Development of Tools to Study Retroviral Gag Assembly on Giant Unilamellar Vesicles(GUV)

Abstract

The retroviral Gag polyprotein provides the principal driving force for virus assembly and budding from the cellular plasma membrane. The binding of Gag to the plasma membrane (PM) is governed by several mechanisms, including electrostatics, hydrophobics, Gag multimierization, and recognition of specific lipid head groups. To better understand how Gag interacts with the PM, control proteins GFP-poly(K/R)n (n=4/8/12 residues), were purified and used to compare Gag membrane binding to an electrostatic membrane binding protein. Preliminary protein-liposome binding experiments suggest that the anionic lipids, PS and PI(4,5)P2, contribute to the recruitment of polycationic proteins as expected. Unlike previous results, which showed that HIV-1 Gag responded strongly to cholesterol, GFP-poly(K/R)n responded weakly to cholesterol. PI(4,5)P2 enhances more liposome binding for retroviral Gag than for the control protein GFP-poly(K/R)n. This study may shed light on how the retroviral Gag protein interacts electrostatically with membranes, and recognizes specific lipids such as PI(4,5)P2.Membrane binding is not a prerequisite for Gag multimerization, however, it might enhance the formation of Gag-Gag interactions. It is known that assembly of Gag occurs on the PM, but it remains unclear when and where Gag multimerization takes place, and if membrane lipid composition influences Gag assembly.
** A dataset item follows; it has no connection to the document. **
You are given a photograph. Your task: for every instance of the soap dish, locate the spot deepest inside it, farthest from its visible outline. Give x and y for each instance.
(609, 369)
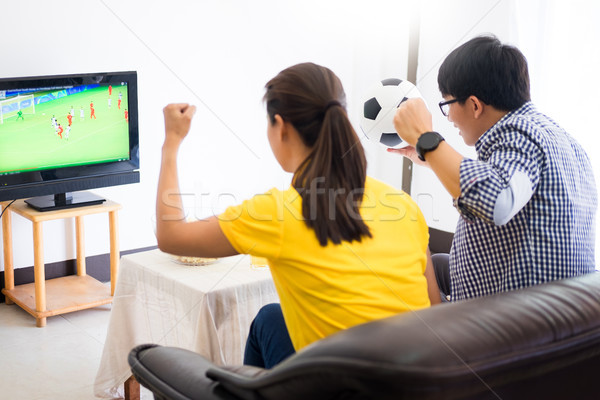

To visualize by fluorescence microscopy the interaction of Gag with membranes and to detect Gag-Gag interactions, Rous Sarcoma Virus Gag is labeled with different Alexa-flurophores using Sfp synthase. Giant unilamellar vesicles (GUVs), composed of lipids similar to cellular inner leaflet lipid composition, were employed to study Gag assembly by measuring fluorescence resonance energy transfer (FRET). This study may provide a starting point for understanding where Gag multimerization happens as well as how membrane composition affects Gag assembly.